Data Science Workflows
This post originally appeared on the Software Carpentry website.
Half a dozen of us got together yesterday morning to chat about The Bad Data Handbook, what the curriculum for a Software Carpentry-style bootcamp for data scientists ought to be, and a bunch of other things. The Etherpad is unfortunately down right now, so you can't read David Flanders' excellent notes, but as an outcome, I'd like to ask you all to do a bit of homework.
First, though, some context. One of the best ways to design instructional material is called "backward design". It's described in Wiggins & McTighe's Understanding by Design, but since that book takes four pages to say what most people would understand in two sentences, here's the gist:
- Write the final exam.
- Work backward from that to write the exercises learners will do to practice for what's on the exam.
- Figure out what you need to tell them so that they can do those exercises.

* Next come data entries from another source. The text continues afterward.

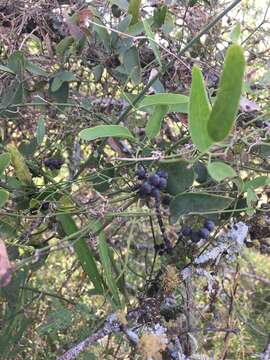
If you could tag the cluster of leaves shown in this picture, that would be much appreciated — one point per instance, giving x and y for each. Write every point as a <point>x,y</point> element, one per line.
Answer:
<point>85,115</point>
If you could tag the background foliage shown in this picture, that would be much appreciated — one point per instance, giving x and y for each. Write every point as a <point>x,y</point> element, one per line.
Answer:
<point>92,92</point>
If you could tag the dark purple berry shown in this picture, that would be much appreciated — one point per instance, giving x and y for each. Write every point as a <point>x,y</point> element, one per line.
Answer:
<point>209,224</point>
<point>155,193</point>
<point>186,231</point>
<point>162,183</point>
<point>141,174</point>
<point>154,179</point>
<point>45,206</point>
<point>204,233</point>
<point>162,173</point>
<point>54,163</point>
<point>195,237</point>
<point>166,199</point>
<point>146,188</point>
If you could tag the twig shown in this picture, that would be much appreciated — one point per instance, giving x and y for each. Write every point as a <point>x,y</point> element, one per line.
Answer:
<point>111,325</point>
<point>223,355</point>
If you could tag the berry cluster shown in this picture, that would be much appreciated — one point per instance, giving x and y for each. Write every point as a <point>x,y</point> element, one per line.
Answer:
<point>152,184</point>
<point>202,233</point>
<point>54,163</point>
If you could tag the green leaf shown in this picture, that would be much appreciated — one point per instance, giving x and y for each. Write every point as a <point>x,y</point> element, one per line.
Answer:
<point>160,15</point>
<point>102,33</point>
<point>180,177</point>
<point>61,95</point>
<point>219,171</point>
<point>63,46</point>
<point>235,34</point>
<point>153,45</point>
<point>106,262</point>
<point>132,65</point>
<point>123,4</point>
<point>4,162</point>
<point>256,183</point>
<point>35,70</point>
<point>4,196</point>
<point>102,131</point>
<point>227,101</point>
<point>134,10</point>
<point>60,78</point>
<point>16,63</point>
<point>199,111</point>
<point>197,203</point>
<point>21,169</point>
<point>40,130</point>
<point>83,252</point>
<point>163,99</point>
<point>13,94</point>
<point>251,201</point>
<point>153,125</point>
<point>6,69</point>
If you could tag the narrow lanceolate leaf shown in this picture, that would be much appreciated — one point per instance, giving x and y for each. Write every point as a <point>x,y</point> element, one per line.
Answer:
<point>4,162</point>
<point>134,10</point>
<point>6,69</point>
<point>102,131</point>
<point>21,169</point>
<point>4,195</point>
<point>226,104</point>
<point>153,125</point>
<point>40,130</point>
<point>152,43</point>
<point>199,111</point>
<point>220,171</point>
<point>83,252</point>
<point>106,263</point>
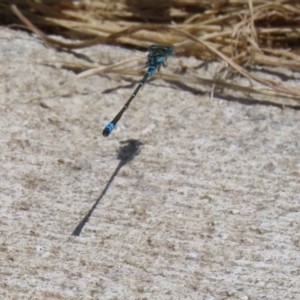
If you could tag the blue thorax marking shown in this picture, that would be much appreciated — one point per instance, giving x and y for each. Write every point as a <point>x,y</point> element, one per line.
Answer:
<point>157,56</point>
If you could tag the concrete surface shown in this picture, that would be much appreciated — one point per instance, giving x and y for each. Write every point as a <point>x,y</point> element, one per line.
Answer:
<point>189,198</point>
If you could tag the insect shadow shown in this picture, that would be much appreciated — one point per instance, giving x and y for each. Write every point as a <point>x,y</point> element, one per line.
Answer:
<point>127,152</point>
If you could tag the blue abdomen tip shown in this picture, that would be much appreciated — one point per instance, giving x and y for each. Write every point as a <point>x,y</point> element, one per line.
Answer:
<point>108,129</point>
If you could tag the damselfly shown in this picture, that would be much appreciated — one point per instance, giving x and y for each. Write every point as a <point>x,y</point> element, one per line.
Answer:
<point>157,56</point>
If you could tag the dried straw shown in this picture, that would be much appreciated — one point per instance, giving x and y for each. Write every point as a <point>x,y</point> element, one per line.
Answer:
<point>241,33</point>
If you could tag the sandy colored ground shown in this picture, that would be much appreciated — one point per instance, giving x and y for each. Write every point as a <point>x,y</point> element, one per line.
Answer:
<point>191,198</point>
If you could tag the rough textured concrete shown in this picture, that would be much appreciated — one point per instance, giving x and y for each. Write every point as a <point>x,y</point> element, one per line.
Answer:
<point>193,198</point>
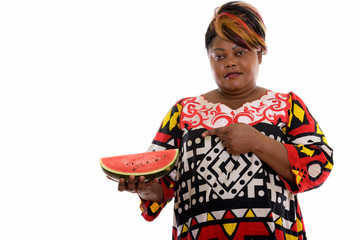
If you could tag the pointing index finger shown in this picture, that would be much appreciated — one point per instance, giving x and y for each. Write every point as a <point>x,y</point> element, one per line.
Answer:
<point>214,131</point>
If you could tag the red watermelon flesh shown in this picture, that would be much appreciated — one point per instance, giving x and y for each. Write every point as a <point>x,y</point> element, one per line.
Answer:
<point>147,164</point>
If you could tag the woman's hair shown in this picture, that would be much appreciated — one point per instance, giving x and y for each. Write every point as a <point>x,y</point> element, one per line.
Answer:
<point>238,22</point>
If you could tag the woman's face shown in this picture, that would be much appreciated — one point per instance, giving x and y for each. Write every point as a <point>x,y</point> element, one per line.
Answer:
<point>234,68</point>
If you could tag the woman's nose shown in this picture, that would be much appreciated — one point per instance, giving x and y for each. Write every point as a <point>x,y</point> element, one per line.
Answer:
<point>230,63</point>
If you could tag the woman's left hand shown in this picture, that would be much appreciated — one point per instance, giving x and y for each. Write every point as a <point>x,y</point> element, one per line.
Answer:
<point>238,138</point>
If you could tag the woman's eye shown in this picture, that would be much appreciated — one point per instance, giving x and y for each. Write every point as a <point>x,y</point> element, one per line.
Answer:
<point>218,57</point>
<point>240,53</point>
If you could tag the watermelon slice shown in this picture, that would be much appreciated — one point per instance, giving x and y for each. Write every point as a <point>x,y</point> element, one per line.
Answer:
<point>147,164</point>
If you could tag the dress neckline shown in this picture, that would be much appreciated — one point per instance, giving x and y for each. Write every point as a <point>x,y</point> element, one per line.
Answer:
<point>237,109</point>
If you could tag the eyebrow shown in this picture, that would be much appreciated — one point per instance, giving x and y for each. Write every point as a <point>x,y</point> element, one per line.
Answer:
<point>221,49</point>
<point>217,49</point>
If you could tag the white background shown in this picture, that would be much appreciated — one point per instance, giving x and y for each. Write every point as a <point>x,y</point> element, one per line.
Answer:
<point>82,80</point>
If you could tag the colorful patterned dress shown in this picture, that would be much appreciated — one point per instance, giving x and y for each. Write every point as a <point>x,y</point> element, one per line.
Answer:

This summary makes it sound like "teaching to the test", but it's not. Instead, the point of writing the exam first is to be as concrete as possible, as early as possible, about what you're actually going to change in your learners' heads. It's all too easy to say, "Students will understand basic image processing", but three different people will interpret that four different ways. Operationalizing it in the form of an exam gives everyone a straw man to argue over.
Two dozen of us went through this exercise last week at a workshop on what to teach biologists about computing. The first step was to put together a "driver's license" exam—something that would tell you fairly quickly whether the author of the paper you were about to review was computationally competent. I posted the groups' responses a couple of days ago. As a follow-on, we did before-and-after user stories: what do people do now, and what will they do that's (hopefully) better after our training; those responses are also online.
In order to focus discussion, and help us figure out what's common to everyone's data crunching needs, and what's specific to various disciplines, I'd like to ask you all to write and post a point-form description of an actual data crunching task that you, or someone you work with, has recently done:
- Pick something that took about an hour to do (because these scenarios are things we might actually perform live in a classroom).
- If possible, choose a "first contact" scenario, i.e., describe your first encounter with a particular data set.
- Go all the way from "find the URL for the data so I can download it" to "here's a usable result".
- Outline your activities at the level of one bullet point for every 2-3 minutes of work, so that you wind up with 20-30 bullet points.
- Give the names of tools and commands, but more importantly, explain briefly *why* you're doing each step.
- Include mistakes: if you accidentally overwrite a file, or join two data sets the wrong way and don't realize it for 20 minutes, it'll be informative to see how you do eventually spot the mistake and recover from.
When you're done, please post your result on the web and add a link as a comment on this blog post. I'll collate them, code things up, and then sort by frequency to give us an idea of how often people do various things. I expect we'll have a long tail distribution in which everyone does a handful of common tasks; those then become the core of our curriculum.